As highlighted in a recent op-ed, the traditional goals of a tuberculosis (TB) program were to diagnose, treat and cure. If you asked TB professionals "so what happens next?" you'd just get a lot of head-scratching.
But tides are changing! Driven by clear demand from TB patients and survivors, the TB research community is starting to examine just what post TB life holds. Our recent paper, tries to answer a part of this question for TB patients treated in India. After our review of the available literature, we were concerned with the near-total lack of data on post TB outcomes among Indian TB patients, especially patients treated in India's large private healthcare sector.
With the help of World Health Partners, we called TB patients or their family members up to five years after they finished private-sector treatment in Patna, India to ask how patients were doing. Specifically, we were interested in establishing the rates of fatality and recurrent TB, the worst possible post TB outcomes.

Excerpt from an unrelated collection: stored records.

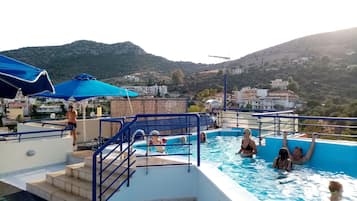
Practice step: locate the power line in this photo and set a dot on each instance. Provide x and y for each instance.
(220, 57)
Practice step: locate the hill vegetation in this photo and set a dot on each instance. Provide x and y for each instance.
(322, 68)
(98, 59)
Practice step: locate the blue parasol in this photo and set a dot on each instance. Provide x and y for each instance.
(15, 75)
(85, 86)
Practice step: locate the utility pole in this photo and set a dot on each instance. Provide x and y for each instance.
(225, 81)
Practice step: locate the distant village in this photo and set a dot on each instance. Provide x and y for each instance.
(278, 97)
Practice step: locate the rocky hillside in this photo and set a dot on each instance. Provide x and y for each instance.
(338, 46)
(99, 59)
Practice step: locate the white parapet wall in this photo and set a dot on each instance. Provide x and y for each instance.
(176, 183)
(32, 153)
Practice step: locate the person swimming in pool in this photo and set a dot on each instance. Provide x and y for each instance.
(248, 147)
(297, 156)
(157, 141)
(283, 161)
(336, 190)
(203, 137)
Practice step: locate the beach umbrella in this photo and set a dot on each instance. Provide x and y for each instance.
(15, 75)
(85, 86)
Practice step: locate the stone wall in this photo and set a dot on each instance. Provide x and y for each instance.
(121, 107)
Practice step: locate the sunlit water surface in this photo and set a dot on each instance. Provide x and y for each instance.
(259, 178)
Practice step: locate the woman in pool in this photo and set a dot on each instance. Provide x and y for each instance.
(248, 147)
(203, 137)
(283, 161)
(156, 140)
(335, 190)
(297, 156)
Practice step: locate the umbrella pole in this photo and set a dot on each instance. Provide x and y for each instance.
(131, 107)
(84, 121)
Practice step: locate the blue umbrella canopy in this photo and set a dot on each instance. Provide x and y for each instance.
(15, 75)
(85, 86)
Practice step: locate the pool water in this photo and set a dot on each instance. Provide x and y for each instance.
(259, 178)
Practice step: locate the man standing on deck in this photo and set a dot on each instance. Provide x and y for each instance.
(72, 122)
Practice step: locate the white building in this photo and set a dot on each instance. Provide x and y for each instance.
(262, 99)
(49, 109)
(149, 90)
(279, 84)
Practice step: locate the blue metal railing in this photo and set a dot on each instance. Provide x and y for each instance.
(324, 126)
(106, 159)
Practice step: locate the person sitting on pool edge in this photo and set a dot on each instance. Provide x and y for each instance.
(248, 147)
(283, 161)
(297, 156)
(156, 140)
(203, 137)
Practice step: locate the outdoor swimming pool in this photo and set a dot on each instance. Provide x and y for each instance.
(259, 178)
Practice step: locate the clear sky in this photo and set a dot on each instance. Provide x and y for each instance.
(179, 30)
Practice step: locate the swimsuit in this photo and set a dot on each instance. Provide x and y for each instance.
(247, 148)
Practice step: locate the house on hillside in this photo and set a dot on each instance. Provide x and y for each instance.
(263, 99)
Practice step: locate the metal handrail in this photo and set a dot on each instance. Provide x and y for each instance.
(99, 156)
(20, 134)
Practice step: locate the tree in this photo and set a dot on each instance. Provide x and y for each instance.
(293, 85)
(178, 77)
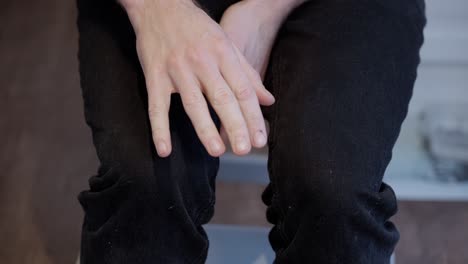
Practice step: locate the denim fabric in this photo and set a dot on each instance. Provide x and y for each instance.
(342, 73)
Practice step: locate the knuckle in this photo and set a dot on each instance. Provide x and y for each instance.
(236, 128)
(222, 97)
(195, 55)
(174, 61)
(193, 100)
(220, 46)
(155, 110)
(205, 131)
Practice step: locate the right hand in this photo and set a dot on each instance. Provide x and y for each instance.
(181, 49)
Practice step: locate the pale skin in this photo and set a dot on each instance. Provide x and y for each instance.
(182, 50)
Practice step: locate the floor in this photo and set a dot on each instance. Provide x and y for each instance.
(46, 153)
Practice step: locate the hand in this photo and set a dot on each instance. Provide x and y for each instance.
(181, 49)
(253, 24)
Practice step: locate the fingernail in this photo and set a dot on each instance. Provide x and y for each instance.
(260, 138)
(215, 146)
(271, 96)
(242, 144)
(161, 147)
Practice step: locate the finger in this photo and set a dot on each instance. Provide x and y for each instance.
(159, 99)
(247, 98)
(223, 134)
(197, 110)
(226, 106)
(264, 96)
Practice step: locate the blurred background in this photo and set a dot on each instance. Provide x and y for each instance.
(46, 153)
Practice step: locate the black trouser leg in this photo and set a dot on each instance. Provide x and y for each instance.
(140, 208)
(342, 73)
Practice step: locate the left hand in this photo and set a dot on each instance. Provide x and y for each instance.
(252, 27)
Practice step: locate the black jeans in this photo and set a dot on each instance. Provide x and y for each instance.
(342, 73)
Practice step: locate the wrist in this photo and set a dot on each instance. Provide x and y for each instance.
(140, 11)
(274, 11)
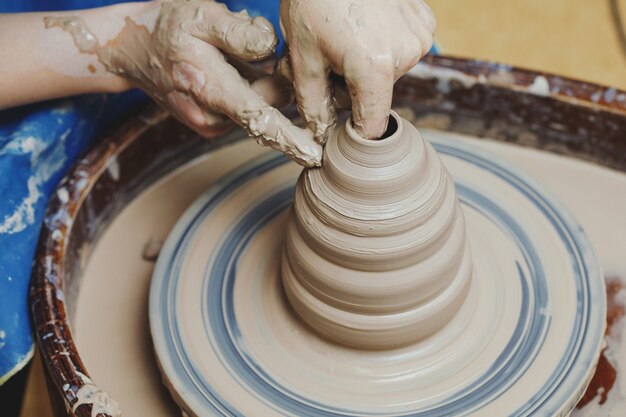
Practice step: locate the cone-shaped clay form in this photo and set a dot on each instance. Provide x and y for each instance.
(376, 255)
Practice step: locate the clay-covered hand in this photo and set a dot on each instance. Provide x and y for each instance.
(371, 43)
(182, 63)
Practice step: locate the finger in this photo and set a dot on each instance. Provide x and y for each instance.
(313, 88)
(283, 67)
(184, 108)
(233, 96)
(236, 34)
(370, 81)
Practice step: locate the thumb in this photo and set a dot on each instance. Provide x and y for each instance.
(236, 34)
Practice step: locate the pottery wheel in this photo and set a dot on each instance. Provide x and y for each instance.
(525, 341)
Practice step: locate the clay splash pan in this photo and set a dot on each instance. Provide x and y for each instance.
(478, 99)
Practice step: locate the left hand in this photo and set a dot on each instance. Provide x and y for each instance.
(371, 43)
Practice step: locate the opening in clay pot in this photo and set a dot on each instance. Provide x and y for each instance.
(392, 128)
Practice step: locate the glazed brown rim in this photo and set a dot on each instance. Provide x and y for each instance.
(50, 282)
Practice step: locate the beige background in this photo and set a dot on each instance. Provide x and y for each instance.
(575, 38)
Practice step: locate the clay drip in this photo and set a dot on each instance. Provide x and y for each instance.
(376, 255)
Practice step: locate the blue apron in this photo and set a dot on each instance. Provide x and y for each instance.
(38, 144)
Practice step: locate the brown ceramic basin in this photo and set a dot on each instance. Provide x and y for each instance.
(555, 114)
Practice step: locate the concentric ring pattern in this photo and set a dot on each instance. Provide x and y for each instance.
(525, 344)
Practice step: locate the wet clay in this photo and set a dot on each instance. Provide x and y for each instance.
(178, 59)
(356, 39)
(112, 308)
(376, 254)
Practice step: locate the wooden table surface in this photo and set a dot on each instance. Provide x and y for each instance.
(573, 38)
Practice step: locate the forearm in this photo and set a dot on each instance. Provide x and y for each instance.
(39, 64)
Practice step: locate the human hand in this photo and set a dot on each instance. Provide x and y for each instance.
(371, 43)
(176, 52)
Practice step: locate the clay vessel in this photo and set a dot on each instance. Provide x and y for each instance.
(376, 255)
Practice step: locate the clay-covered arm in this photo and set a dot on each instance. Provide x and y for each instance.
(39, 64)
(175, 50)
(371, 43)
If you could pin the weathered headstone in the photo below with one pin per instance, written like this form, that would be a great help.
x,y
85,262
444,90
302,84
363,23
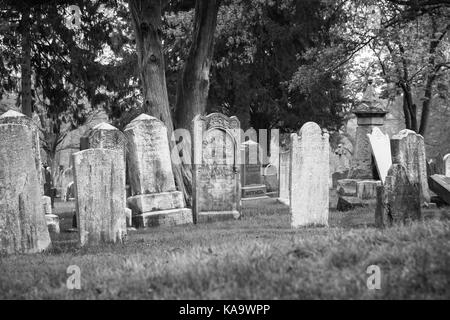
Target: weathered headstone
x,y
381,150
155,200
447,164
401,200
440,185
251,176
23,228
310,176
100,196
14,117
216,175
105,136
408,149
284,173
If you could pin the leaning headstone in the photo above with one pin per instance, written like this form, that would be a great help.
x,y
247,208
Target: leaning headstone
x,y
408,149
14,117
22,220
401,197
155,200
100,196
310,167
447,165
381,150
216,192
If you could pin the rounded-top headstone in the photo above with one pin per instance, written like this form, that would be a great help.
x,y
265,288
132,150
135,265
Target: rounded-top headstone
x,y
150,165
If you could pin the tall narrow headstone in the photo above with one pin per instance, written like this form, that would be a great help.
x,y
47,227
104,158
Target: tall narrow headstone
x,y
23,227
155,200
309,178
284,173
447,165
216,175
401,197
381,150
14,117
100,196
408,149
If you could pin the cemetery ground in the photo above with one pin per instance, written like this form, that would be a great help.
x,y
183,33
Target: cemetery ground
x,y
257,257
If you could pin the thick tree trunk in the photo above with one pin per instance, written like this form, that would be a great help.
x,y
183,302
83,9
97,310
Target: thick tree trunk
x,y
25,25
146,17
193,84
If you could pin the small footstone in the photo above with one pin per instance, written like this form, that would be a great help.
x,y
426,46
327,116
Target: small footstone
x,y
350,203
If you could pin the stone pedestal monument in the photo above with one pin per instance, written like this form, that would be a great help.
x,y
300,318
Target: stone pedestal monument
x,y
155,200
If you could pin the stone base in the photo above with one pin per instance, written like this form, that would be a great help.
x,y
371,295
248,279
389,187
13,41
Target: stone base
x,y
166,218
145,203
350,203
254,191
215,216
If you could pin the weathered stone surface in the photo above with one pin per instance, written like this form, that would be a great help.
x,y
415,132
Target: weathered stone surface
x,y
447,164
47,204
310,176
52,223
14,117
367,189
129,217
166,218
285,169
216,175
149,161
440,184
347,187
22,221
381,150
408,149
100,196
145,203
401,197
350,203
106,136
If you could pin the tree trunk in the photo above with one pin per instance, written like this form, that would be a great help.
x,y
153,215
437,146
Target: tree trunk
x,y
146,17
25,25
193,84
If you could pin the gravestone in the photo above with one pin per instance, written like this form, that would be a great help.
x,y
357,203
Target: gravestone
x,y
408,149
23,228
401,200
309,179
14,117
381,150
100,196
216,192
370,114
447,165
155,200
252,184
284,174
106,136
440,185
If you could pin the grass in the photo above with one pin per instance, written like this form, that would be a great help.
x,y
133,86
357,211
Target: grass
x,y
257,257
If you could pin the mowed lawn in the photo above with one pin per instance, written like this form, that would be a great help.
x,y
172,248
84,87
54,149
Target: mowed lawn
x,y
257,257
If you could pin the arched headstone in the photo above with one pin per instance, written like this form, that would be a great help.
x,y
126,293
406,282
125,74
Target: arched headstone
x,y
216,175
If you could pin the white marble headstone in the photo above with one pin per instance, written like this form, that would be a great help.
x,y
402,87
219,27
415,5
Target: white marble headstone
x,y
381,150
309,179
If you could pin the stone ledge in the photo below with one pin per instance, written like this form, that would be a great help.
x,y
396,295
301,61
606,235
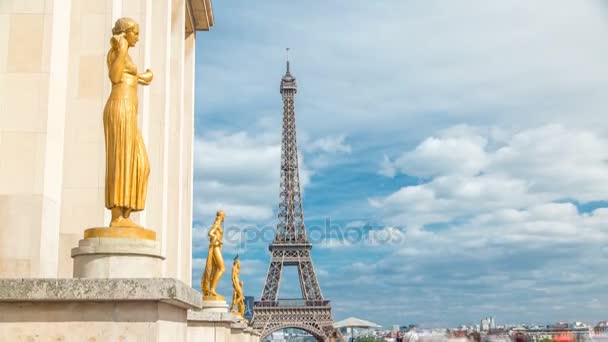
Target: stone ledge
x,y
166,290
216,317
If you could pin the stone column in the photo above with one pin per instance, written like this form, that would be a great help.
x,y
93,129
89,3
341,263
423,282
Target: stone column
x,y
34,38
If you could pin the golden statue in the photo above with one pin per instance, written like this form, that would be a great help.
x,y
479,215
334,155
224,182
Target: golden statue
x,y
238,299
127,165
214,268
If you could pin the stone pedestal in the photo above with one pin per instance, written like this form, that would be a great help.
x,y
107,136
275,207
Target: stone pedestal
x,y
113,257
96,309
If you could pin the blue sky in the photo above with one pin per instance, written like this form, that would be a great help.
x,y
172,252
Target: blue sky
x,y
463,142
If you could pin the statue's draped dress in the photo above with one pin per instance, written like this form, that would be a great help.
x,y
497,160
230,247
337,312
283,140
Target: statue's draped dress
x,y
127,164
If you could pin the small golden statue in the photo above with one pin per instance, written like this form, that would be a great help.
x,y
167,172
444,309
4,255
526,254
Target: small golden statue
x,y
127,164
214,268
238,299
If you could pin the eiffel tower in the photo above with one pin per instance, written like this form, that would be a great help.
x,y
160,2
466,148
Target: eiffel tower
x,y
311,312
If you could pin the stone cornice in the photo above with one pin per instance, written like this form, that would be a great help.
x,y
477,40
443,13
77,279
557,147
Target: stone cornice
x,y
166,290
201,12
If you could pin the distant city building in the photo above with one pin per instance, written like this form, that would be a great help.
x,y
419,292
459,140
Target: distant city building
x,y
487,324
249,307
601,328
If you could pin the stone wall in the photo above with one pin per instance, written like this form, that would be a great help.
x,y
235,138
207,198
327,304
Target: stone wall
x,y
53,86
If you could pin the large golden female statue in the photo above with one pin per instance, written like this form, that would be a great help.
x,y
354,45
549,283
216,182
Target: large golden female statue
x,y
127,165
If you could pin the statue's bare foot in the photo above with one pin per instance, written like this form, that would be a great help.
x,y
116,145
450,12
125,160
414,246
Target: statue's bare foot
x,y
127,222
117,222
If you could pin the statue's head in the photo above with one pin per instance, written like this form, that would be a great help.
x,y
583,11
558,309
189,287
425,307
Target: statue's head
x,y
129,28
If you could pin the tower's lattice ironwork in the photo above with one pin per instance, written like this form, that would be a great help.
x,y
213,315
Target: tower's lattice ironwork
x,y
290,247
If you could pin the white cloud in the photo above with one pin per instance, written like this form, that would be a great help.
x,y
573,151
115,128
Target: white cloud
x,y
530,167
238,173
329,144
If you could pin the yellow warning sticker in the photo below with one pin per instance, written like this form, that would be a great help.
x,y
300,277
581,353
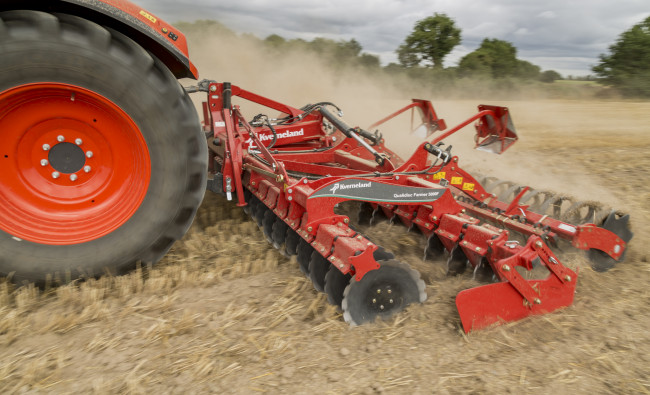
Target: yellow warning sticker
x,y
148,16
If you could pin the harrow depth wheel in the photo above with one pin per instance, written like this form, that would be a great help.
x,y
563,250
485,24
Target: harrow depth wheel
x,y
382,293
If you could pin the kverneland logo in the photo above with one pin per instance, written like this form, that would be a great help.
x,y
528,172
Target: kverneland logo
x,y
357,185
283,135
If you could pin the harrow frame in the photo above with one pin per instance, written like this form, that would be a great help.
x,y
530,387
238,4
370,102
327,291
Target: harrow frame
x,y
300,166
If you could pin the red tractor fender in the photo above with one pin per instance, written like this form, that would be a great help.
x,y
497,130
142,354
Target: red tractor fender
x,y
150,32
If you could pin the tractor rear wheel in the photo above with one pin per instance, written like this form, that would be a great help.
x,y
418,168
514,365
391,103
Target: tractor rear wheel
x,y
101,149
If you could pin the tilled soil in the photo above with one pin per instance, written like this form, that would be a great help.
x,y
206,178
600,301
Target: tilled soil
x,y
226,313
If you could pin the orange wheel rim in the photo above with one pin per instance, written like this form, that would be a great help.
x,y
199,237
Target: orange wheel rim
x,y
75,166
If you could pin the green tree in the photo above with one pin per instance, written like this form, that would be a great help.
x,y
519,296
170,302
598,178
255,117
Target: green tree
x,y
432,39
497,59
627,67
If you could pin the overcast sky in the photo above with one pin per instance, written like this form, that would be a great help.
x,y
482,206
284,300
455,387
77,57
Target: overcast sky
x,y
562,35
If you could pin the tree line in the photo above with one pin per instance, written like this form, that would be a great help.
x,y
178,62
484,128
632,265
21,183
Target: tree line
x,y
421,56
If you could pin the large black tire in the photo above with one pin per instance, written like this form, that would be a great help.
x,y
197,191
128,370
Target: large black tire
x,y
39,48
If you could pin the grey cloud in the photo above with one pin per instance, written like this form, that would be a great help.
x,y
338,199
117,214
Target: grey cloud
x,y
563,35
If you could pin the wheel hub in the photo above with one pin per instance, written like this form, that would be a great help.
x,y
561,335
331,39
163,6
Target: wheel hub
x,y
75,165
67,158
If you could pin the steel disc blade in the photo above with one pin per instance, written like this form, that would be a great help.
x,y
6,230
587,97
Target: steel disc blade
x,y
304,256
382,293
267,225
291,241
335,283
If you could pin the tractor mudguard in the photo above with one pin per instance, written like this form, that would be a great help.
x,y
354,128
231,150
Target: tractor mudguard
x,y
150,32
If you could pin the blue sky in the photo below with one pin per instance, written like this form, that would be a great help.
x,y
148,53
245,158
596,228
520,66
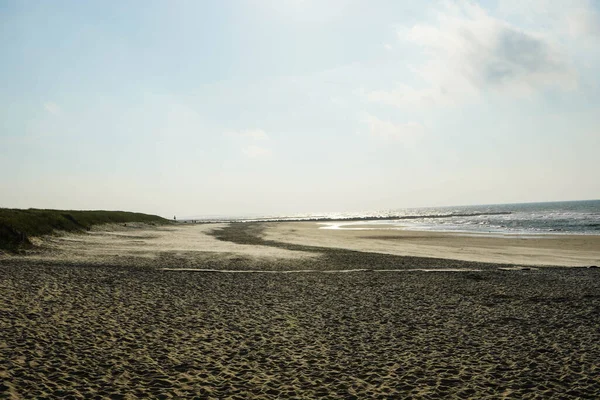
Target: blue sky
x,y
240,107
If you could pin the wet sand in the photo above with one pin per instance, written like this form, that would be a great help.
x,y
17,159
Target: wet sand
x,y
557,250
79,320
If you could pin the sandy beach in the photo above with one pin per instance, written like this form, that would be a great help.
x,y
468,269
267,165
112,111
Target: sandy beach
x,y
310,313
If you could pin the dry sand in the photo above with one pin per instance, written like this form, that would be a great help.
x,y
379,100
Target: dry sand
x,y
121,327
562,250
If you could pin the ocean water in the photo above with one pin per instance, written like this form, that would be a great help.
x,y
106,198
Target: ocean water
x,y
569,217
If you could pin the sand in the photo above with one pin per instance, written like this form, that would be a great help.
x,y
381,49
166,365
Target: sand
x,y
123,329
557,250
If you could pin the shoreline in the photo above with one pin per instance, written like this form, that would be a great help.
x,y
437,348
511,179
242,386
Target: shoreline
x,y
97,315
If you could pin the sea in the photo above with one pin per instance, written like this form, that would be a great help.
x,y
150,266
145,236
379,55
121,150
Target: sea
x,y
565,217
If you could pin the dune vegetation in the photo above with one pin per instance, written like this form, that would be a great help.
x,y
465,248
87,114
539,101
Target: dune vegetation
x,y
17,226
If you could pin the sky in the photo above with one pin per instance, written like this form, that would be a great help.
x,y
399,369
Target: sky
x,y
245,107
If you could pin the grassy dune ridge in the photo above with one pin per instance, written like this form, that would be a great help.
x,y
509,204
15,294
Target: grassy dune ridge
x,y
17,226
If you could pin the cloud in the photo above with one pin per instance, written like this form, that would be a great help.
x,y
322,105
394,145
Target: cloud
x,y
577,18
467,52
254,151
408,132
52,108
250,134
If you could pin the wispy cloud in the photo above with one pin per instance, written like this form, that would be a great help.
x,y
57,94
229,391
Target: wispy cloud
x,y
468,52
249,134
52,108
407,133
254,151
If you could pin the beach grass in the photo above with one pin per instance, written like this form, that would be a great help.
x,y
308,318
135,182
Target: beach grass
x,y
17,226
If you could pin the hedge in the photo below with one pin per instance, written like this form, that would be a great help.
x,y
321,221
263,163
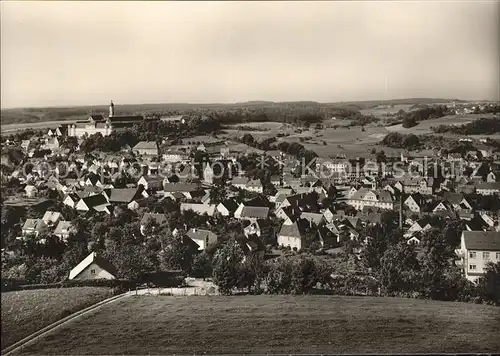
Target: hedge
x,y
118,284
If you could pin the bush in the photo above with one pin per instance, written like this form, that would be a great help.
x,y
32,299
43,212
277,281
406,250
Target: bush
x,y
409,122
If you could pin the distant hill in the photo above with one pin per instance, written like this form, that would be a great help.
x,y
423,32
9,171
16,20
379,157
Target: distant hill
x,y
33,115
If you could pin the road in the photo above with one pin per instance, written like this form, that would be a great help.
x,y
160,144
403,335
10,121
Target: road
x,y
12,128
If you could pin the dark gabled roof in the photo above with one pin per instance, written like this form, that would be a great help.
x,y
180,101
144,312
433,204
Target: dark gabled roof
x,y
255,243
124,119
93,258
492,185
453,198
297,229
199,234
482,240
150,145
230,205
97,117
260,212
180,187
123,195
158,218
95,200
154,181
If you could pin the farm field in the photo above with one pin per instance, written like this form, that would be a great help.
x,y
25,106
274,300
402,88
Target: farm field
x,y
24,312
276,324
13,128
327,142
382,111
424,127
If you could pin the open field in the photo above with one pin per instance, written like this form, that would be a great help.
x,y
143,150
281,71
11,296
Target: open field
x,y
276,324
13,128
424,127
351,142
24,312
382,111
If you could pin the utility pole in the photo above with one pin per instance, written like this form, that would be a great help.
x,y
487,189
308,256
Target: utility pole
x,y
401,210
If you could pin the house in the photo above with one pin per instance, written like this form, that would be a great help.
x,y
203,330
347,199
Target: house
x,y
253,246
151,183
477,248
31,191
95,202
257,227
251,212
146,148
314,219
227,207
34,226
63,229
52,143
457,201
26,145
382,199
421,225
71,200
158,219
208,174
254,185
128,196
276,181
492,177
488,188
442,206
93,267
422,185
176,191
293,235
414,202
203,238
200,209
51,218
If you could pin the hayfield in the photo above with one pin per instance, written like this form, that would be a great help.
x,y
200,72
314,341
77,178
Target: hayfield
x,y
24,312
276,324
383,110
328,142
424,127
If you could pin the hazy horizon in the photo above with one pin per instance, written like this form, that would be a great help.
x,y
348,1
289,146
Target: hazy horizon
x,y
61,54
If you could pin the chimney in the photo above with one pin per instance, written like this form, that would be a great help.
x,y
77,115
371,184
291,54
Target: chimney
x,y
401,211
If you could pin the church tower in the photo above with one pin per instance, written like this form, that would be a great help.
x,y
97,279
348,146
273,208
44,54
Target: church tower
x,y
111,109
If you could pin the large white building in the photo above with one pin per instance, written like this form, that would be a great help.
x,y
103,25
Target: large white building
x,y
477,249
98,124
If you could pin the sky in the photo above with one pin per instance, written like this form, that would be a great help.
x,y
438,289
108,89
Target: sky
x,y
88,53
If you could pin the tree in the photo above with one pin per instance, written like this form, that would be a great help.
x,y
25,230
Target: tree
x,y
178,255
399,268
304,273
202,266
227,266
438,266
250,274
409,121
489,285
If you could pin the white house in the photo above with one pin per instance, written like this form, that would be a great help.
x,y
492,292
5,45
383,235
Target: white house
x,y
203,238
93,267
477,248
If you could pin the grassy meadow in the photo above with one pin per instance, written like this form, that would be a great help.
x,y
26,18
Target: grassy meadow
x,y
24,312
276,324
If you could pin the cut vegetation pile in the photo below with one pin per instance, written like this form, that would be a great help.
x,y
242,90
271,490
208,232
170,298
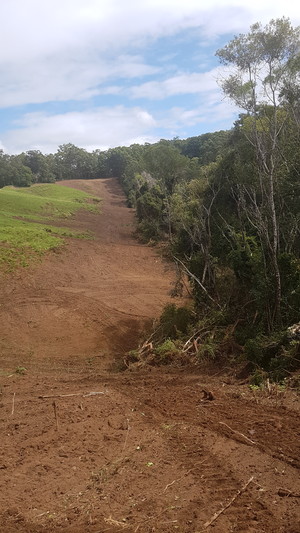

First, we found that 7.3% of patients died during their anti-TB treatment: a rate above the World Health Organization's End TB Strategy's acceptable fatality rate. This could mean that patients were quite sick by the time they were able to get a diagnosis and start anti-TB treatment. It could also mean that patients received inadequate support to make sure they were able to take their daily medications during the long six to nine months of treatment. At two years after treatment completion, 3.3% of patients had died and another 3.6% had to start another round of TB treatment. This is quite a high rate of fatality and could indicate that even after being microbiologically cured of TB, patients are still pretty sick. The high rate of recurrence could mean that some patients weren't fully cured of their original TB infection or that because they were sent back into the same social conditions that lead to their first TB infection, they caught the disease again. Taken together, we believe these rates are unacceptable for the TB community and show that substantial research and programmatic attention needs to be aimed at supporting patients after they complete TB treatment.
We have a responsibility not just to cure patients with TB, but to ensure that they lead a long and healthy life after leaving our care. I'm heartened to see the TB research community begin to focus on this important area of TB quality-of-care. I encourage TB patient advocates to keep pushing us to address your concerns and together we'll build TB programs that meet the lifetime needs of TB patients.